研究艾滋病毒（PLWH）年龄从38-60岁患者的脑组织的研究显示 与年龄匹配的HIV阴性受试者相比，淀粉样蛋白斑块和TAU高磷酸化。 plwh谁 正在接受抗逆转录病毒疗法（ART）寿命更长，但经历与HIV有关的神经退行性疾病 他们年龄。 2018年，美国有51％的PLWH年龄在50岁以上，在接下来的5-10岁时，该人口 将在60年代，这是当时阿尔茨海默氏病（AD）症状开始显现的黄金时代。此外， 据报道，HIV感染过早衰老会影响PLWH中的神经认知。由于衰老是一个重大风险 广告发育和艾滋病毒的因素可能导致过早衰老，检查这种关系至关重要 在HIV引起的衰老和AD之间。 与年龄匹配的HIV阴性受试者相比，对HIV患者的脑组织研究 （PLWH）年龄38-60显示淀粉样蛋白斑块和Tau高磷酸化增加。
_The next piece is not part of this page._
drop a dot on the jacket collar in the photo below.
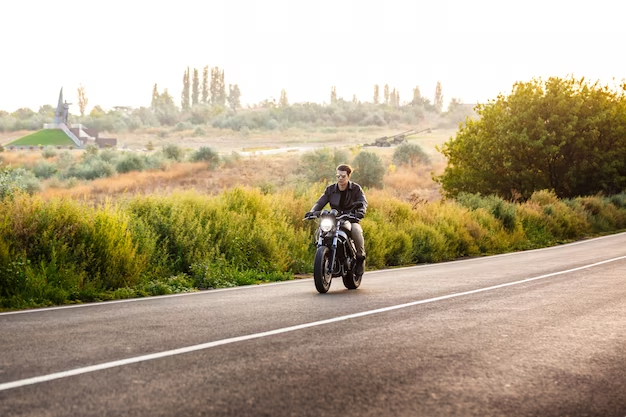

但是，基础 艾滋病毒引起与PLWH中引起广告相关的神经退行性和记忆障碍的机制不是 井研究。此外，由于ARV无法越过血脑屏障（BBB），电流ARV 方案不足以抑制大脑中的HIV，这会进一步加剧神经退行性 老年艾滋病毒人群的状况。我们的初步研究表明，细胞外蔬菜（EV） 源自HIV感染的巨噬细胞具有较高的促炎细胞因子和低抗氧化剂酶。 此外，这些电动汽车从HIV感染的巨噬细胞暴露于SH-SY5Y神经元细胞增加 毒性，IL-1β水平和神经元丧失（MAP2）。我们还证明了由 鼻内路线可以绕过BBB并在大脑中检测到。 此外，我们证明了Elvitegravir（一种抗逆转录病毒药物）可以加载到EV中并递送 在体外模型中跨越BBB。该建议将阐明包装在 通过TXNIP炎症途径引起广告样病理的电动汽车。我们还将使用电动汽车作为 纳米载体改善姜黄素（TXNIP抑制剂）和EVG水平，从而有效抑制 具有最小/可忍受的药物毒性的炎症。